I have never tested a Tesla turbine, so I do not speak from experience with what follows. But my immediate concern about steam as a working fluid would be F = m.a
You may get excellent velocity from the steam pipe nozzles (and therefore high RPM when not under load) but the force in Newtons actually delivered to the turbine will I think be limited to the mass in kg per second of the working fluid. It takes a lot of steam to provide a mass of 1 kg.
My best guess (not having worked with Tesla turbines) is that you may have a mass flow rate of less than 0.0001 m3/s.

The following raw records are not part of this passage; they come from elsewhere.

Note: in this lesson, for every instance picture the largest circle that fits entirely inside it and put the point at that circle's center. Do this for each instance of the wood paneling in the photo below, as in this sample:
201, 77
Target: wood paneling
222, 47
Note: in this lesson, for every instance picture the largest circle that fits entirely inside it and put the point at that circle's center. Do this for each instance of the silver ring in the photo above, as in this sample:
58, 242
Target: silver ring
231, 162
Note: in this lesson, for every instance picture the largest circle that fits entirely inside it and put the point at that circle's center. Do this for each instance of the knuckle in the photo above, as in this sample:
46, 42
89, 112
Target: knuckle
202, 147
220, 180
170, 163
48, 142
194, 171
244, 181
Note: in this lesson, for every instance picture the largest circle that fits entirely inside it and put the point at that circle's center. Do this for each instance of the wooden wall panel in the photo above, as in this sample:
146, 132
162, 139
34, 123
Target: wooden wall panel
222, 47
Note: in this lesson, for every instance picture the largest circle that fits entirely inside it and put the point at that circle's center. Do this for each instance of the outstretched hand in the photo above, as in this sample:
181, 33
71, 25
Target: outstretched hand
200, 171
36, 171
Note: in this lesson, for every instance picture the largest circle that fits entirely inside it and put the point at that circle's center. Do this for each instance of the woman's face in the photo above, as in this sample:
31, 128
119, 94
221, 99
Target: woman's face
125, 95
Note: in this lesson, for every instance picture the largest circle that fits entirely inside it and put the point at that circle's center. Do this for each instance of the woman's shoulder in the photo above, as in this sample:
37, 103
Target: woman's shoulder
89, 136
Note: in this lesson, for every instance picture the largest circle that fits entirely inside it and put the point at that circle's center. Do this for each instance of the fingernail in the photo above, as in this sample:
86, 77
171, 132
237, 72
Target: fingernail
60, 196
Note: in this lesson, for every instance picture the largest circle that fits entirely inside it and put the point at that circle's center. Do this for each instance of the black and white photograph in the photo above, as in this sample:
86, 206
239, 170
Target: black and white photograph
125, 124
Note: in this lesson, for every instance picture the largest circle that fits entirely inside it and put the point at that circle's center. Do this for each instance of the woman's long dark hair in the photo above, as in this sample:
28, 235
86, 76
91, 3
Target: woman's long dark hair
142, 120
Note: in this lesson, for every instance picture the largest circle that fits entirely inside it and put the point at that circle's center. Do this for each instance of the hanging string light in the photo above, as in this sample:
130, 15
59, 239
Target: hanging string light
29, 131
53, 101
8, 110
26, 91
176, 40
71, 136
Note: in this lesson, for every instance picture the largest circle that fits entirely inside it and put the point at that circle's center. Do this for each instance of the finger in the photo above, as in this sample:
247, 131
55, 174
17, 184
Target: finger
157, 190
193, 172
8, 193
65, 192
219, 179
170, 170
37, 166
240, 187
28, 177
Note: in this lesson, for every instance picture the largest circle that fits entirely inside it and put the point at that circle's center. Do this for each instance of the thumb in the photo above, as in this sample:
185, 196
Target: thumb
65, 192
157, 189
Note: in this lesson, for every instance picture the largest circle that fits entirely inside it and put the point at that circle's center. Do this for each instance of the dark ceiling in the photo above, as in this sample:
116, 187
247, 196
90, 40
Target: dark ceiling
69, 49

If so, the force delivered to the turbine will be low in terms of Newtons even if you have more than one steam jet nozzle and even if you manage high jet velocities of over 180 m/s upwards.
By way of example, an electric pressure washer which consumes 3000 watts and delivers 160 bar of pressure (160 bar = 16,000,000 N/m2 = 16,000,000 Pa) might seem to be a great way of powering an impulse turbine.
I tried it out. It didn't work because the mass flow rate (here water) was only about 0.00016 cubic metres per second, so I was getting 28 Newtons of force delivered to the turbine despite a whopping 16,000,000 pascals of pressure from the jet nozzle (at 179 m/s).
Note that the 16,000,000 Pa did not translate to 1600 N of force after I had converted 16,000,000 N/m2 to force actually applied by that pressure over a square centimetre on a small turbine cup. It is easy to make unit errors if you don't take F = m.a into account.
This leads neatly on to the question of mechanical power output in watts. The whole point of any self respecting turbine.
If you want to use RPM instead of radians per second, the following equation just might work for a tesla turbine as a mathematical model to predict mechanical power output in watts (which should be equivalent to the electrical power output in watts if you were to hook it to an appropriate alternator motor/generator).
Pmech (watts) = Fjet x Njet x pi x h x w x d / 60Fjet = Force in Newtons
Njet = number of jets eg 1 steam nozzle
pi = 3.141592654
h = efficiency coefficient (unit-less fraction) = eg 0.9 (it is probably going to be a figure between 0.7 and 0.9)
d = diameter of turbine in metres (circle representing the pitch circle diameter of the turbine, or in other words a circle whose diameter represents the point where the jet strikes the circular turbine which will not necessarily be the outermost tip of the turbine)
w = rpm (here not rad/s) = eg 3000 rpm
Good luck with testing. Working with turbines is the most fun you will ever have.